Marine Corps Vet Daniel Penny Appears on Video, Tells the World What Really Happened on NYC Subway
CORRECTION, June 14, 2023: Daniel Penny is a veteran of the Marine Corps. An earlier version of this article and its title included a different description of his service.
The tragic controversy surrounding the death of New Yorker Jordan Neely has taken another turn after a series of powerful videos were uploaded to social media.
Neely, who died after being restrained by Marine Corps veteran Daniel Penny on a New York City subway in May, has been painted by much of the establishment media and left-leaning punditry as a completely innocent victim who needed a strait jacket more than a chokehold.
Penny is now directly refuting many of those claims in a series of videos that his legal team uploaded to social media.
The “Law & Crime Network” uploaded one of those critical videos:
“At Second Avenue, a man came on, [he] stumbled on,” Penny recounted in the video interview. “He appeared to be on drugs.”
How did Penny reach that conclusion?
“The doors closed, and he ripped his jacket off, and [violently] threw it at the people sitting to my left,” Penny explained. “I was listening to music at the time, and he was yelling, so I took my headphones out to hear what he was yelling.
“And the three main threats that he repeated over and over was, ‘I’m going to kill you,’ ‘I’m prepared to go to jail for life,’ and ‘I’m willing to die.'”

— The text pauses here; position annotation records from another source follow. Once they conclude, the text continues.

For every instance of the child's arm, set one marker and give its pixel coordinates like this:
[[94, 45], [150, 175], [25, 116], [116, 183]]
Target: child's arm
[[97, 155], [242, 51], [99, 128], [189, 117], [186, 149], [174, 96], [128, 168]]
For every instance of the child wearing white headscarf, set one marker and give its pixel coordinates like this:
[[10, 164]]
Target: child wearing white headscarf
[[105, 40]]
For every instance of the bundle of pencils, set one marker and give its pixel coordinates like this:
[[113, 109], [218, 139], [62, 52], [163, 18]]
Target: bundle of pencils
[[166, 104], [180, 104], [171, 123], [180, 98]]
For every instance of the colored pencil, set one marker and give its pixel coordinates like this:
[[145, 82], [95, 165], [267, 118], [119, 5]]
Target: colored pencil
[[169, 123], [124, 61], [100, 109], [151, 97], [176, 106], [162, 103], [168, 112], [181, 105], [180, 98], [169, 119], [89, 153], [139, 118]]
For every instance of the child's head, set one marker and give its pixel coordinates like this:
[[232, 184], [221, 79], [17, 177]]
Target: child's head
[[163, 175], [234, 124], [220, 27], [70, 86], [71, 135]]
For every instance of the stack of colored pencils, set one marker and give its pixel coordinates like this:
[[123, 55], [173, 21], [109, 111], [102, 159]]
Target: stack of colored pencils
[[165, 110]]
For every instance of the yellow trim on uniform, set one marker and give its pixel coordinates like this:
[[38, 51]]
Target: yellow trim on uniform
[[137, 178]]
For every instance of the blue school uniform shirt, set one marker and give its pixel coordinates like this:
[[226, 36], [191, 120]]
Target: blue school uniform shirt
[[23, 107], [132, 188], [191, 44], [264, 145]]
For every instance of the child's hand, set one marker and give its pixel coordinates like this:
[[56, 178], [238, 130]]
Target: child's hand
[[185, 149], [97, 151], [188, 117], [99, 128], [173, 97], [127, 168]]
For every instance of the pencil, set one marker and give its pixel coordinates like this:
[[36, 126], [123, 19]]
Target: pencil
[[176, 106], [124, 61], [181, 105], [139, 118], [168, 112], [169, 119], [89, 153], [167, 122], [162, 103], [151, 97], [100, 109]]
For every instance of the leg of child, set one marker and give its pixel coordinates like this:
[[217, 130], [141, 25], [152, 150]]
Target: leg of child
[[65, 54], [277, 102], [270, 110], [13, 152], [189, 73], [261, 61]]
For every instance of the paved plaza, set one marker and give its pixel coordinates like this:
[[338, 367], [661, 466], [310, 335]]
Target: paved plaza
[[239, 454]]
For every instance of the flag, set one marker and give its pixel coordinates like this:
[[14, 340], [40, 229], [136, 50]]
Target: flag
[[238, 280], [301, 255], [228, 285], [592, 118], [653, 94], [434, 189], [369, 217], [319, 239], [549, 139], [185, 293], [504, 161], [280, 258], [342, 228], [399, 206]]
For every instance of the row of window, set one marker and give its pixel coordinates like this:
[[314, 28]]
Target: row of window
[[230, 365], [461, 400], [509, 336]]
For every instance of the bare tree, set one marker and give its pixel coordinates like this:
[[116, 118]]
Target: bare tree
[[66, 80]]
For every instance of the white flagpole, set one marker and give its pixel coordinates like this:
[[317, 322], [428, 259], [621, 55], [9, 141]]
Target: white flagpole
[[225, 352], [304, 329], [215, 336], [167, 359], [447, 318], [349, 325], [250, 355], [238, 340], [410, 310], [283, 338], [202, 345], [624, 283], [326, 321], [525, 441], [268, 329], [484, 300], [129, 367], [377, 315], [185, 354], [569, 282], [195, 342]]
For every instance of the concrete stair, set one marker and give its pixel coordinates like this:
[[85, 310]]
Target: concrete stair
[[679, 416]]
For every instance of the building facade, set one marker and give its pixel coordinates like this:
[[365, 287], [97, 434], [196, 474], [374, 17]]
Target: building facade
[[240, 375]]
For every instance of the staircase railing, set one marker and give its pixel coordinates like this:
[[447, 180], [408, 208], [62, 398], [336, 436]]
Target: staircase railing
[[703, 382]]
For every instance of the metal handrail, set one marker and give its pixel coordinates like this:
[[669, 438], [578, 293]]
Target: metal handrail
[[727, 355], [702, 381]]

Indeed, it’s hard for a protector mindset to just be turned off, which can be true of Penny’s military background.
In this instance, Penny insisted that he genuinely felt afraid for the other travelers (Penny noted that he’s 6-foot-2, and Neely was bigger than him) and had to act.
It was then that Penny revealed perhaps his most illuminating claim: The entire incident was not a prolonged chokehold as had been portrayed by initial accounts of the incident.
“Some people say that I was holding onto Mr. Neely for 15 minutes,” Penny said. “This is not true.”
Penny went on to defend his actions as having taken place over the course of “less than five minutes.”
He also stressed that the sole purpose of his actions was to subdue Neely and nothing more.
“I was trying to restrain him.”
Penny also refuted the claims that his actions had anything to do with race.
“I didn’t see a black man threatening passengers,” Penny explained. “I saw a man threatening passengers, a lot of whom were people of color.”
And in case anyone was thinking that Penny somehow acted for clout or glory, he refuted those claims too.
“I don’t believe that I’m a hero,” Penny noted.
Penny, 24, has formally been charged with second-degree manslaughter in the May 1 death of Neely, 30.
The Marine Corps vet faces up to 15 years in prison if convicted on the charges brought forth by Manhattan District Attorney Alvin Bragg.